Automatic light control circuit curtains

The circuit operates as follows: each morning, light enters the silicon photocell, generating a force that causes transistor VT1 to conduct. As a result, capacitor C charges, leading to an increase in voltage. This rising voltage causes the emitter current of VT2 to gradually increase until it reaches the trigger current of the thyristor, which then conducts. This triggers relay K, converting its contacts and causing the DC motor to spin in a positive direction, which drives the curtains to move slowly to a stop.

The described circuit utilizes a silicon photocell as a light sensor, which plays a crucial role in initiating the operation at dawn. The photocell converts light energy into an electrical signal, effectively acting as a switch that activates the circuit when the ambient light level exceeds a certain threshold.
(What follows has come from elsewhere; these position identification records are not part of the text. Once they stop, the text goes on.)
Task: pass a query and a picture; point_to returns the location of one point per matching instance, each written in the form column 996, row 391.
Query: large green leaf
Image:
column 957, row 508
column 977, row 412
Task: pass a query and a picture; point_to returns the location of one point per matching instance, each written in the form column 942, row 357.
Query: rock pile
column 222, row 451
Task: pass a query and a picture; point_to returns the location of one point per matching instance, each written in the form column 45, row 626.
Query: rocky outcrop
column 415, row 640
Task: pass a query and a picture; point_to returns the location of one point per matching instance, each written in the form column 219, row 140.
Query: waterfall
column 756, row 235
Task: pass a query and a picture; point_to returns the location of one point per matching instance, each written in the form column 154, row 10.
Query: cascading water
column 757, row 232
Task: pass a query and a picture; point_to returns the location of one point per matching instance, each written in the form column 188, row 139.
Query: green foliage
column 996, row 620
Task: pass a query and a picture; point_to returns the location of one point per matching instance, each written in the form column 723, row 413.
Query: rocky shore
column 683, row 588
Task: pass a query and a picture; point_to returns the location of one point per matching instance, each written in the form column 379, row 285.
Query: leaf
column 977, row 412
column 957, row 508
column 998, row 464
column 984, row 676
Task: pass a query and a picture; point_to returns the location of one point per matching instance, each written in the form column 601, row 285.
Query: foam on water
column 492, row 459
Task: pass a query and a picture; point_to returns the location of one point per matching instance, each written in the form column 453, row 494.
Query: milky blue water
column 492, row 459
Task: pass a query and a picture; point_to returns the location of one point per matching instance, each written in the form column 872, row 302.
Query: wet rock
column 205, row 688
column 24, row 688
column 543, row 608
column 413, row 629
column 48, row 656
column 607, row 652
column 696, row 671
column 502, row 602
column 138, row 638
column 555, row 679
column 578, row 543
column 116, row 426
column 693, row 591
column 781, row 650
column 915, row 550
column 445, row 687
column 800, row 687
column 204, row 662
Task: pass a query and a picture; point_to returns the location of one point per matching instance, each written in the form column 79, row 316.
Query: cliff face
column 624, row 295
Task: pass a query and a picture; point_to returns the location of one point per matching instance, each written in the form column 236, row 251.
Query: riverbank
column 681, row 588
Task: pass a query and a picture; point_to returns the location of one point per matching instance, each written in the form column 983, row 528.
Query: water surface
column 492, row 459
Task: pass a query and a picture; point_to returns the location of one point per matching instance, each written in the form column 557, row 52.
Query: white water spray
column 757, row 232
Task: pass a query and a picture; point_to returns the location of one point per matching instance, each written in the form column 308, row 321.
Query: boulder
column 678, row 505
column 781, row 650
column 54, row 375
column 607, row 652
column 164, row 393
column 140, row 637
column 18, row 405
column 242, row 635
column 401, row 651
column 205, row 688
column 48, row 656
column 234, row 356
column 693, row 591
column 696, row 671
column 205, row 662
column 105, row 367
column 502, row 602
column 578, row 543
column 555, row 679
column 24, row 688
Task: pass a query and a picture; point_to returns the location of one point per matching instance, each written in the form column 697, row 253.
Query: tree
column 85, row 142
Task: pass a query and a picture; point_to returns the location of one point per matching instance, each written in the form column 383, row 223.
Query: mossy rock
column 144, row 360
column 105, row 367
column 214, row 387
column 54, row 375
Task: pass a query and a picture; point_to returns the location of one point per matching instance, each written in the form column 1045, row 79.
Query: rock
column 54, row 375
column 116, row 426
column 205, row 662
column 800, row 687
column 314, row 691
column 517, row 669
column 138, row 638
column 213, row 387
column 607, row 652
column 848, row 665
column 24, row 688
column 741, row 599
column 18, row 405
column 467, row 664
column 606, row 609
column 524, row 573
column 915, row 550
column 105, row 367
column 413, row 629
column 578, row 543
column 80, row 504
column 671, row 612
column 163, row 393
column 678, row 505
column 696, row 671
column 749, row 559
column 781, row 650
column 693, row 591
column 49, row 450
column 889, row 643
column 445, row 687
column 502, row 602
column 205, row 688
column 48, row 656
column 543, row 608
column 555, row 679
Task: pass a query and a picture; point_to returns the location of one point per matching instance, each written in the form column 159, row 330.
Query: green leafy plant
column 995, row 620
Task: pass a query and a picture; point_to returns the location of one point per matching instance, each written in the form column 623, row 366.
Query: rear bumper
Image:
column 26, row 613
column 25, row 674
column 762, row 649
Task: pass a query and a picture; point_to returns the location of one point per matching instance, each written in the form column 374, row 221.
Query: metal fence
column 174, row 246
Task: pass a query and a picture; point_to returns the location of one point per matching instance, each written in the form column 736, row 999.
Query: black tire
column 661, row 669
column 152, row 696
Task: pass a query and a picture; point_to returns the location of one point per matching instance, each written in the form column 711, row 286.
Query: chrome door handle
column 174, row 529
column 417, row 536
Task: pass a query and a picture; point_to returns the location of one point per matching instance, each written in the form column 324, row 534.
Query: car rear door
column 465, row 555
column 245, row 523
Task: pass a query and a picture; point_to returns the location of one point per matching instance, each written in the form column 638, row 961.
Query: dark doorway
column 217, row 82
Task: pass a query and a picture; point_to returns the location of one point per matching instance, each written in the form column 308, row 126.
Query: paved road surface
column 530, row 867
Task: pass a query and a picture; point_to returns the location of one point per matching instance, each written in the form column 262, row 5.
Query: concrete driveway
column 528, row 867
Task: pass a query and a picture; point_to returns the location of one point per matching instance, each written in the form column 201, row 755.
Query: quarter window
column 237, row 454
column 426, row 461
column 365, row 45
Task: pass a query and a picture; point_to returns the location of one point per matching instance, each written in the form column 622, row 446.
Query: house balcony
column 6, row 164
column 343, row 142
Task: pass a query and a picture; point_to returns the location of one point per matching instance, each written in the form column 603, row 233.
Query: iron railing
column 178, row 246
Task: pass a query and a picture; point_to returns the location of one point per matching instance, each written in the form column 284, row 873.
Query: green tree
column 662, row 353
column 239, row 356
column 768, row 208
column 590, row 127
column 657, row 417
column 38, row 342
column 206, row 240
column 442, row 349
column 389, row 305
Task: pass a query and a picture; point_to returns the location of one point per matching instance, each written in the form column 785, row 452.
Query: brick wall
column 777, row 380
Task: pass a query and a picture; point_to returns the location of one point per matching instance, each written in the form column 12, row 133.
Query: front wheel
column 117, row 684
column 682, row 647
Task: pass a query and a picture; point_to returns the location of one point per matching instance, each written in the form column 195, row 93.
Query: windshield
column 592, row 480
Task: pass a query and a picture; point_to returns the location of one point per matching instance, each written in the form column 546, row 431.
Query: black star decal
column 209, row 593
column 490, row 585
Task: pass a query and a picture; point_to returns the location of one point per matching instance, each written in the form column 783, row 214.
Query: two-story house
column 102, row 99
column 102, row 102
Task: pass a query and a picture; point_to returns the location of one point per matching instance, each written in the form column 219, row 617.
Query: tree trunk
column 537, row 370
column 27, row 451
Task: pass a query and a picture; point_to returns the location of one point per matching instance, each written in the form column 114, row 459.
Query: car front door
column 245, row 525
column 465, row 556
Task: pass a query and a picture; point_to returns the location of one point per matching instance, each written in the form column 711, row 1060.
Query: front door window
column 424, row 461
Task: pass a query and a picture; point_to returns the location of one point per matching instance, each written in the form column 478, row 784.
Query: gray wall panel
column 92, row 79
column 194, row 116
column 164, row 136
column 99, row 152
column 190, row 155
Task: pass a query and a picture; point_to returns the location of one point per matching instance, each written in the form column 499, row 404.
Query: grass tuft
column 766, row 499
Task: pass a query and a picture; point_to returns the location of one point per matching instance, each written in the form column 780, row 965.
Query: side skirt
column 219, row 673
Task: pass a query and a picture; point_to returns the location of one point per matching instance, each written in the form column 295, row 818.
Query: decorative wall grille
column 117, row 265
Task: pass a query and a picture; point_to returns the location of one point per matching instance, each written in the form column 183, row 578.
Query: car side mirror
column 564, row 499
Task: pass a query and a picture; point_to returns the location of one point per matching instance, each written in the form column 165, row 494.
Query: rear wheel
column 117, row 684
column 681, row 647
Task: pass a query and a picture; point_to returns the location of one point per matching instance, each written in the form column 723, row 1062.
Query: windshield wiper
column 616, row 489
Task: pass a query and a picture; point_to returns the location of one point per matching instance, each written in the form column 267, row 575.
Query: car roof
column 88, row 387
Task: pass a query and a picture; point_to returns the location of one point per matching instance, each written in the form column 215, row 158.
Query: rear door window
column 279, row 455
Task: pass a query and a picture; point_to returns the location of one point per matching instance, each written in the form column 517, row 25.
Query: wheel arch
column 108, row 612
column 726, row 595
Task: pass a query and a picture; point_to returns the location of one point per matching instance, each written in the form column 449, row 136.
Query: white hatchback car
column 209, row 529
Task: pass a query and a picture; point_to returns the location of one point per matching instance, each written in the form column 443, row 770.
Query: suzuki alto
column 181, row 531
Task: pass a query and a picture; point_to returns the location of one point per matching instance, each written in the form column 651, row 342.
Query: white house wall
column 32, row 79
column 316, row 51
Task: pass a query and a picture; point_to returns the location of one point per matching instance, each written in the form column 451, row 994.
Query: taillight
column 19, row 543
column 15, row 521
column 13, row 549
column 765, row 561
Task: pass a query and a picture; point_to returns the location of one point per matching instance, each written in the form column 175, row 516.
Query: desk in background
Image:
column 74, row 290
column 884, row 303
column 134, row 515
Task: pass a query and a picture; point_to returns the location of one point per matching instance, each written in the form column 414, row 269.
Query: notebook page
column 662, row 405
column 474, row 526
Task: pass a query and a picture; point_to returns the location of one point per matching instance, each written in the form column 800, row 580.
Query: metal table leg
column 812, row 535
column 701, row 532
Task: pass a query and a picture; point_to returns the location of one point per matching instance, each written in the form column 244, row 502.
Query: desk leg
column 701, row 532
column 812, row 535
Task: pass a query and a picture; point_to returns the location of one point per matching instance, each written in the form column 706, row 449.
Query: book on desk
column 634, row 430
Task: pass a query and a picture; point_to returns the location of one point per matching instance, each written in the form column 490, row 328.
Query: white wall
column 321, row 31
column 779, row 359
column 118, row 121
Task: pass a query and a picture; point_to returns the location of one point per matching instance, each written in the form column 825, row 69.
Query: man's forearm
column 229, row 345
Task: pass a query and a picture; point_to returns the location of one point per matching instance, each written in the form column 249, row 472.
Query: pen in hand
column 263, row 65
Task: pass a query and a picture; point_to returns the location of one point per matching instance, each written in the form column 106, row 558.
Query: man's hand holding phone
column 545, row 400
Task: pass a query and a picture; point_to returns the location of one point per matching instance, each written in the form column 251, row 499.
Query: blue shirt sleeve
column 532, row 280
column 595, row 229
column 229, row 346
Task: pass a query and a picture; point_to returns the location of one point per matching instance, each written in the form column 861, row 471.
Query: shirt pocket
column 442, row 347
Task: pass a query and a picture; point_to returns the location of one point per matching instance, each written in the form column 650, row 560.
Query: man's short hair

Transistor VT1 is employed as a signal amplifier and switch. When the photocell detects sufficient light, it generates a base current for VT1, allowing it to conduct. This conduction enables capacitor C to charge, which is integral to the timing aspect of the circuit. The increase in voltage across capacitor C is a critical parameter, as it influences the operation of subsequent components.

Transistor VT2, which operates in conjunction with capacitor C, functions as a further amplifier and current controller. As the voltage rises, the emitter current of VT2 increases. This gradual increase is essential because it ensures that the thyristor receives the necessary gate trigger current at the right moment. The thyristor, known for its ability to handle high currents and voltages, remains off until the gate current reaches its threshold, at which point it switches on, allowing current to flow through.

Relay K serves as an electromechanical switch that is activated by the thyristor. When the thyristor conducts, it energizes the relay coil, causing the relay contacts to close. This action connects the power supply to the DC motor, which is responsible for driving the curtains. The motor is designed to spin in a positive direction, effectively moving the curtains open.

The design incorporates a deceleration mechanism, which ensures that the curtains do not come to an abrupt stop. This is achieved through the gradual increase in voltage and current, allowing for a smooth operation. The circuit is engineered to provide an automatic and gentle opening of the curtains in the morning, enhancing user convenience and comfort. Overall, the circuit exemplifies an efficient integration of light sensing, amplification, and mechanical actuation, suitable for automated curtain control systems.The circuit works as follows: every morning, light shines into the silicon photocell, generating a force, this force will transistor VT1 conduction, the capacitor cl charged with the capacitor C. Voltage rising, VT2 emitter current is gradually increasing, this current reaches the thyristor gate trigger current, the thyristor is triggered conduction, the relay pull-K, contact conversion, DC motor driven positive spin turn, the deceleration drive curtains moving slowly to a stop.